I've got an unusual situation. Normally when you search a text index you are searching for a small number of keywords against documents with a larger number of terms.

For example you might search for "quick brown" and expect to match "the quick brown fox jumps over the lazy dog".

I have the situation where I have lots of small phrases in my document store and I wish to match them against a larger query phrase.

For example if I have a query:

  • "the quick brown fox jumps over the lazy dog"

and the documents

  • "quick brown"
  • "fox over"
  • "lazy dog"

I'd like to find the documents that have a phrase that occurs in the query. In this case "quick brown" and "lazy dog" (but not "fox over" because although the tokens match it's not a phrase in the search string).

Is this sort of query possible with SOLR/lucene?

3

3 Answers

4
votes

It sounds like you want to use ShingleFilter in your analysis, so that you index word bigrams: so add ShingleFilterFactory at both query and index time.

At index time your documents are then indexed as such:

  • "quick brown" -> quick_brown
  • "fox over" -> fox_over
  • "lazy dog" -> lazy_dog

At query time your query becomes:

  • "the quick brown fox jumps over the lazy dog" -> "the_quick quick_brown brown_fox fox_jumps jumps_over over_the the_lazy lazy_dog"

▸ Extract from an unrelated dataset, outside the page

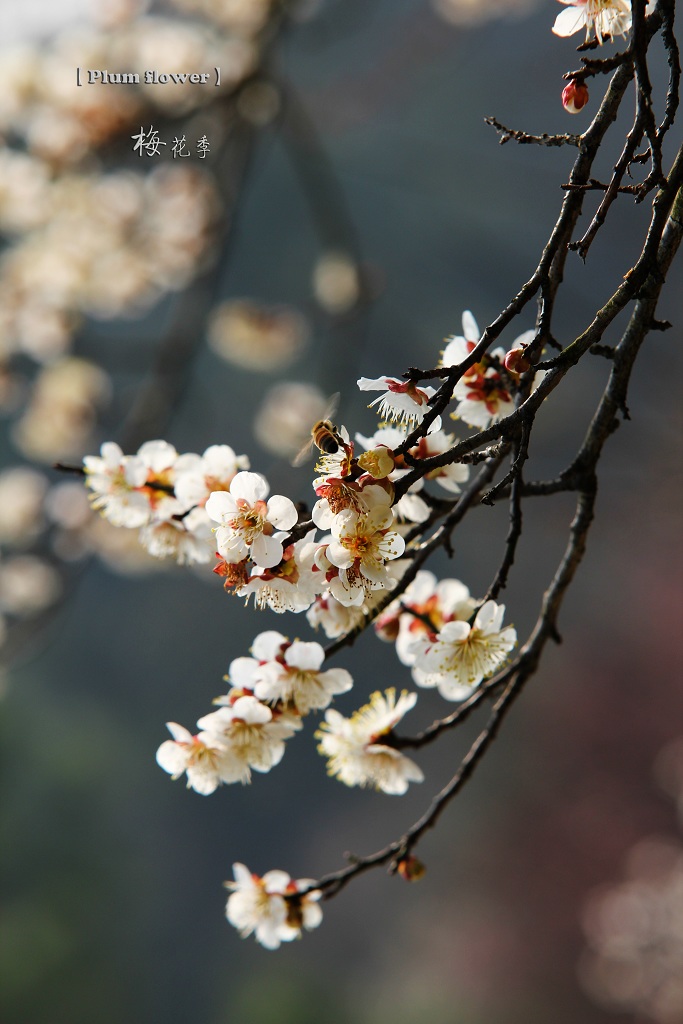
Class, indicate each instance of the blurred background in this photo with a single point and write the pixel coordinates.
(351, 206)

This is still no good, by default it will form a phrase query. So in your query analyzer only add PositionFilterFactory after the ShingleFilterFactory. This "flattens" the positions in the query so that the queryparser treats the output as synonyms, which will yield a booleanquery with these subs (all SHOULD clauses, so its basically an OR query):

BooleanQuery:

  • the_quick OR
  • quick_brown OR
  • brown_fox OR
  • ...

this should be the most performant way, as then its really just a booleanquery of termqueries.

2
votes

Sounds like you want the DisMax "minimum match" parameter. I wrote a blog article on the concept here a little while: http://blog.websolr.com/post/1299174416. There's also the Solr wiki on minimum match.

The "minimum match" concept is applied against all the "optional" terms in your query -- terms that aren't explicitly specified, using +/-, whether they are "+mandatory" or "-prohibited". By default, the minimum match is 100%, meaning that 100% of the optional terms must be present. In other words, all of your terms are considered mandatory.

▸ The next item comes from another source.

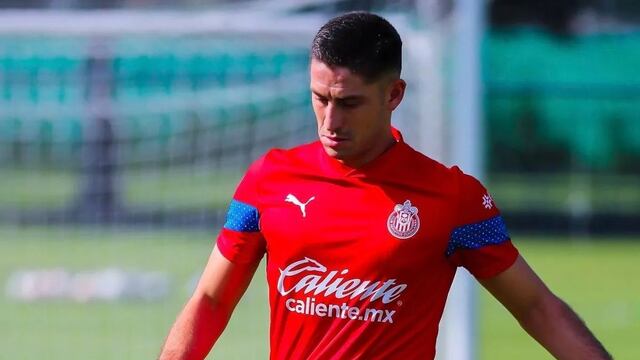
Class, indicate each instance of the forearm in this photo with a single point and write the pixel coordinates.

This is why your longer query isn't currently matching documents containing shorter fragments of that phrase. The other keywords in the longer search phrase are treated as mandatory.

If you drop the minimum match down to 1, then only one of your optional terms will be considered mandatory. In some ways this is the opposite of the default of 100%. It's like your query of quick brown fox… is turned into quick OR brown OR fox OR … and so on.

If you set your minimum match to 2, then your search phrase will get broken up into groups of two terms. A search for quick brown fox turns into (quick brown) OR (brown fox) OR (quick fox) … and so on. (Excuse my psuedo-query there, I trust you see the point.)

The minimum match parameter also supports percentages -- say, 20% -- and some even more complex expressions. So there's a fair amount of tweakability.

1
votes

only setting mm parameter will not satisfy your needs since

"the quick brown fox jumps over the lazy dog"

will match all three documents

  • "quick brown"
  • "fox over"
  • "lazy dog"

and as you said:

I'd like to find the documents that have a phrase that occurs in the query. In this case "quick brown" and "lazy dog" (but not "fox over" because although the tokens match it's not a phrase in the search string).